14. Patah

216 43 3
                                    

Sinita melengos pelan. Berkali-kali meninju lengan besar sahabatnya ini dengan kesal. Tapi yang jadi sasaran hanya bergumam kecil dengan wajah menumpu pada meja. Kedua matanya tertutup rapat.

Bahkan seolah tak peduli suasana riuh di ruangan itu. Atau mungkin tak mendengar apapun kehilangan kesadaran.

"Sono lo pulang Sin," Sintia menoleh. Menatap Lucas yang santai saja duduk di seberangnya. "Biarin aja."

Gadis itu menghela nafas panjang. Mengutuk cowok ini yang malah tak sadarkan diri. "Angkat Cas," perintahnya langsung dibalas decakan Lucas.

"Nyusahin aja njing!" umpat Lucas menendang kaki panjang Abim dengan kesal.

Cowok berwajah tegas itu menggerakkan dagu. Seketika ada beberapa orang lainnya muncul dari lautan manusia disana.

Janu melongo, duduk di sebelah Sintia dengan gelengan kecil melihat cowok jangkung itu masih diam tak bergerak. Dion yang kebetulan baru datang juga tertawa tanpa dosa.

"Besok sekolah anjir," Janu berdiri meraih lengan besar Abim. Lalu menoleh pada Dion meminta bantuan.

"Patah hati jangan mabok juga si!"

**Sayna!**

Yena melongok ke luar kelas yang mulai ramai. Karena hari senin ini ada apel seperti minggu-minggu sebelumnya. Doni di depan kelas langsung mengusir anak kelasnya agar keluar turun menuju lapangan utama.

Yena menghela nafas kecil. Tak melihat cowok jangkung itu sejak tadi ia berangkat. Gadis itu melompat kecil ke sisi Nika yang menoleh kaget dengan Sintia yang memasang wajah datarnya.

"Sin, lo--" belum selesai dengan ucapannya, Sintia sudah berbaris rapi di deretan depan. Membuat gadis itu mendengus.

Nika yang masih mencari tempat ternyaman akhirnya menjadi sasaran Yena. "Ka,"
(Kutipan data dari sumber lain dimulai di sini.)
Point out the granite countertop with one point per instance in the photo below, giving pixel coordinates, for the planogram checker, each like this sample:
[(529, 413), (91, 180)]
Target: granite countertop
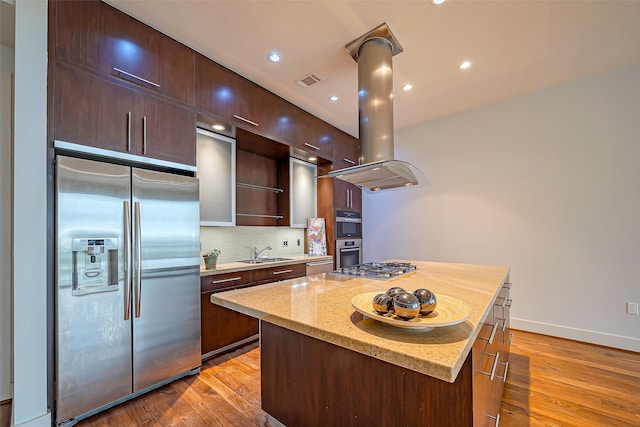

Nika bergumam pelan, menyibak rambut panjangnya yang menutupi wajah cantiknya. "Lo, liat Abim?" tanyanya berbisik kecil.

Gadis berwajah anggun itu jadi berbalik lagi menghadap belakang. Dimana Yena tengah menatapnya menunggu. Nika melirik kecil ke arah depan.

"Gak tau Na, udah jarang main gue," Katanya langsung berbalik ketika guru di depan mulai menginterupsi bahwa apel pagi akan segera dilaksanakan.

Yena menggigit bibirnya. Berkali-kali melirik ke samping, berharap cowok jangkung itu datang meski terlambat.

Gadis itu merasa hatinya kacau. Apalagi ketika tahu Abim melihatnya bersama Yohan di Minoki sore itu. Mengingat bagaimana wajah mengeruh dan tatapan nanar yang ia dapatkan. Rahang tegas yang mengeras itu membuat Yena merutuk.

Kenapa di saat seperti itu dia tak bisa berkata apapun. Beranjak untuk menarik kembali cowok jangkung itu agar mendengarkan pernyataannya.

Yena tak dapat mengatakan apapun. Tak seperti biasanya, dia akan melompat ke depan Abim mengatakan semuanya. Mengatakan apa yang ia rasakan meski dengan lelucon.

Yena mendengus, kemudian mendongakkan kepala setelah mendengar kerusuhan di depan. Melihat ke depan dengan susah payah. Karena tertutup tinggi Doni dan para tiang di barisan paling depan.

Ia tersentak kecil dengan mata melebar dan bibir melongo. Cowok jangkung itu terlihat berjalan malas dan berdiri menghadap peserta apel.

Seragam yang baru dimasukkan ketika bu Airin menunjuknya. Tidak ada topi, ataupun dasi di lehernya. Benar-benar sangat berantakan. Wajah kusut dan mata merah sayu.

Abim berkali-kali menatap barisan kelas. Bertatapan dengan Doni yang pasti akan meledak nanti setelah apel selesai. Cowok jangkung itu melengos, merunduk tak lagi melirik siapapun.